Does anyone have experience here? Are they worth the money? I have pretty flat feet (they're not PRETTY just flat) and was thinking maybe they would be good support and foot alignment but good ones seem to run into the hundreds of dollars. Worth it I guess if they work so if anybody has them please I'd appreciate a review, insight, etc. Also I am guessing they would require new shoes as well to accommodate them ( at least my shoes run tight).

thanks


----------



## threesportsinone (Mar 27, 2007)

The brand SOLE makes really good stuff for under $50 and they have a little bit of cushion in them. Superfeet makes a custom that's cork for $100++. A physical therapist and good insurance can get you great ones for free. If you need them, then yes they are definitely worth the money, even if you just want them, at $45 they are worth it IMO.

I'd check out the SOLE ones, at REI, and when you mold them, do it in the morning when your arch is fresh:


----------



## Sashana (Dec 19, 2007)

Orthotics are great! I paid $150 for my last pair, got them custom made through a chiropractor. Can't remember the brand. I can stand longer, walk farther, etc with comfort. I was born with deformed feet(they look fine now)so I have a weakness that orthotics compensate for. Without them my feet bones crack and move, and hurt.

No special shoes, I just rip out the 'arch supports' in the shoes to get down to the flat inner shoe underneath.

Sashana


----------



## steel515 (Sep 6, 2004)

what material are the orthotics made of? (stiff/flexible)


----------



## toonraid (Sep 19, 2006)

I have used customs made ones before both soft ones and hard ones, personally i prefer the soft ones as the type i got was made out of a mould for my feet and as replacement for my existing insoles. The hard types which i had a few years back was to be used in conjunction with my existing insoles and therefore my feet sat higher in my shoe which almost made it impossible to find a suitable shoe (besides being more uncomfortable). I also have to add that my problem is not flat feet but alignment (my feet tilt to one side).
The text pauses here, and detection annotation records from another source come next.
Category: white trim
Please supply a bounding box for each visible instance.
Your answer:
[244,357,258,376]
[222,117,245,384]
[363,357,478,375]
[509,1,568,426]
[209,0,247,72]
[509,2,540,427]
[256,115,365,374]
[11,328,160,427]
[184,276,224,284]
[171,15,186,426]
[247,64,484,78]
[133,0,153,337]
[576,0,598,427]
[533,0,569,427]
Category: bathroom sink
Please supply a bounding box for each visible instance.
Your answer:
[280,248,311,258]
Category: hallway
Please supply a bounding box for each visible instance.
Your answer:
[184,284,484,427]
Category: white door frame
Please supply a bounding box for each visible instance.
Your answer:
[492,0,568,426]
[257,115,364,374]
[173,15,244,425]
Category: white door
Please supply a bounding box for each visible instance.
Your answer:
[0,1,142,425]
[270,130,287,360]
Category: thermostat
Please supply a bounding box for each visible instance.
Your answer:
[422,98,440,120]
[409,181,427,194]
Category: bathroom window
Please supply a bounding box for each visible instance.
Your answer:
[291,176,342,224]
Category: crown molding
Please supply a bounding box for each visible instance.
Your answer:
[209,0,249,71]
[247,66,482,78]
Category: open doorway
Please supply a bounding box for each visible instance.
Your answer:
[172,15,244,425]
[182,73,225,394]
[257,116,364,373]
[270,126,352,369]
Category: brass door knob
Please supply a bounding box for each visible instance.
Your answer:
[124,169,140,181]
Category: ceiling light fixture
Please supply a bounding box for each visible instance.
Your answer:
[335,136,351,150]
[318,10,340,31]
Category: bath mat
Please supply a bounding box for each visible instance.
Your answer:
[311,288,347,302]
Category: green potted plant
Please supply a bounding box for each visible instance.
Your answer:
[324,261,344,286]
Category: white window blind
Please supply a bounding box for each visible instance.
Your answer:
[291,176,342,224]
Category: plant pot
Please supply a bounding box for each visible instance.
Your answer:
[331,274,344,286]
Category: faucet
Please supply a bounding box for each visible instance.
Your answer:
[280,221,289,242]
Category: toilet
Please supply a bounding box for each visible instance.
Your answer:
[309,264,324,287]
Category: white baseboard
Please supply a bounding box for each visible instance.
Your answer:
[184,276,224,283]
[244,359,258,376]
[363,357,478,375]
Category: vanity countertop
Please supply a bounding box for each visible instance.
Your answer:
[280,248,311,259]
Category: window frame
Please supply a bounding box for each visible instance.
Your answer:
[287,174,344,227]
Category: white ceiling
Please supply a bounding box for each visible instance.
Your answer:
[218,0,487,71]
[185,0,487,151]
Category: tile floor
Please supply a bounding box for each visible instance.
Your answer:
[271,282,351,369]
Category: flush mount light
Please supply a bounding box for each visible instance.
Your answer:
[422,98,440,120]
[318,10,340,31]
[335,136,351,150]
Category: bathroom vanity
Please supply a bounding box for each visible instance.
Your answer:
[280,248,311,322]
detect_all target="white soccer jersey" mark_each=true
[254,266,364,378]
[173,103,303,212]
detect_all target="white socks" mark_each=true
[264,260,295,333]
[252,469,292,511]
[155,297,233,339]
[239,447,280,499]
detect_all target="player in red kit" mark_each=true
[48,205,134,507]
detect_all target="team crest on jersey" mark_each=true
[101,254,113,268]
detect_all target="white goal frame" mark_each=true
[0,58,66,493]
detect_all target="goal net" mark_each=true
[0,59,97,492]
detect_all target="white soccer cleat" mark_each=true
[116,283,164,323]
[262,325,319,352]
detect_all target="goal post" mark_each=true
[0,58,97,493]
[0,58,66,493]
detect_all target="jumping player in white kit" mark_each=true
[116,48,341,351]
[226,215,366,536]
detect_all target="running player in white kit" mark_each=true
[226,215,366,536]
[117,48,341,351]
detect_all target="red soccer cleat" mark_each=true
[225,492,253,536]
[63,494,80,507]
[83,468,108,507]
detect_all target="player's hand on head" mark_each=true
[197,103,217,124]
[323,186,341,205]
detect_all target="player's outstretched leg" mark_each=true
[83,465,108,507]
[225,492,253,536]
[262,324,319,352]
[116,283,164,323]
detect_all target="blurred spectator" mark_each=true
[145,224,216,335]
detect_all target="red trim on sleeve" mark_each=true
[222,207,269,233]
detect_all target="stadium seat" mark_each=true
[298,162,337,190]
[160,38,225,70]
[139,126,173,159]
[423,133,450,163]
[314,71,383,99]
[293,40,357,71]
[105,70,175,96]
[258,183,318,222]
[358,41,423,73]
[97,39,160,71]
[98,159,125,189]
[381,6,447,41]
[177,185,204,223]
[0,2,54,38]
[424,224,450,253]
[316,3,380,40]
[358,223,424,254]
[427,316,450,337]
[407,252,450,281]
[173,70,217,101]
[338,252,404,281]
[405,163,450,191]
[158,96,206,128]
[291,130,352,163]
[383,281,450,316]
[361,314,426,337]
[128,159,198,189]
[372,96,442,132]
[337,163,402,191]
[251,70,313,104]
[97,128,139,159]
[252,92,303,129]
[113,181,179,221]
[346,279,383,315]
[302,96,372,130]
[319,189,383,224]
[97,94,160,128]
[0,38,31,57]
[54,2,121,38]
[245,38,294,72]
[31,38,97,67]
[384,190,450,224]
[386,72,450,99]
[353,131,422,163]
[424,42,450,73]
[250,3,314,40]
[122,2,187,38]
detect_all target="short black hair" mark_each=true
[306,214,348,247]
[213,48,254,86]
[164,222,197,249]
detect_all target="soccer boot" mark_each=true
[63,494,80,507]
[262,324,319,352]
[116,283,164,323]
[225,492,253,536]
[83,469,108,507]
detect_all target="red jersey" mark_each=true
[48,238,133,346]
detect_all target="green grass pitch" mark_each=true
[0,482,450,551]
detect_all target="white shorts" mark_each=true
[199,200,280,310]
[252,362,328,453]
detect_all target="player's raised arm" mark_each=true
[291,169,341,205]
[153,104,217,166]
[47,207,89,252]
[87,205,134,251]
I thoroughly recommend them and also they are one of the cheaper options out there - only problem is that I am in London, England so no idea if they have branch is states but here is their web site so that you can get an idea - anyway google it as they might even be a US company (most are) http://www.profeet.co.uk/f_index.asp


----------



## cyclust (Sep 8, 2004)

If you have really severe problems, then custom orthotics may be needed, but as someone who has had arch problems and pain for years, I have found that off the shelf models do just fine. Most casual, sport and cycling shoes these days have a removeable footbed. I find if I get a replacement witha stiffer, more substantial arch, then I'm fine. The ones I get are typically around $8 and can be found at major drug stores, wal mart, etc. I would advise trying the off the shelf ones first before spending big bucks on customs. If they don't help, you are only out a few dollars.


----------



## steel515 (Sep 6, 2004)

I can walk without orthotics but feel much better with them. Does this mean I'll benefit with cycling orthotics over stock moldable ones?


----------



## toonraid (Sep 19, 2006)

If you just suffer from tilting as I do (i.e. my shoes always wear more on one side) then all you need is the Lemond wedges, specialized do them too - basically a shim that is thicker on one side than the other, by stacking them to the right height to correct the tilting you will really notice the difference in long rides - I used to get knee ache from this too but no more.


----------



## toonraid (Sep 19, 2006)

steel515 said:


> what material are the orthotics made of? (stiff/flexible)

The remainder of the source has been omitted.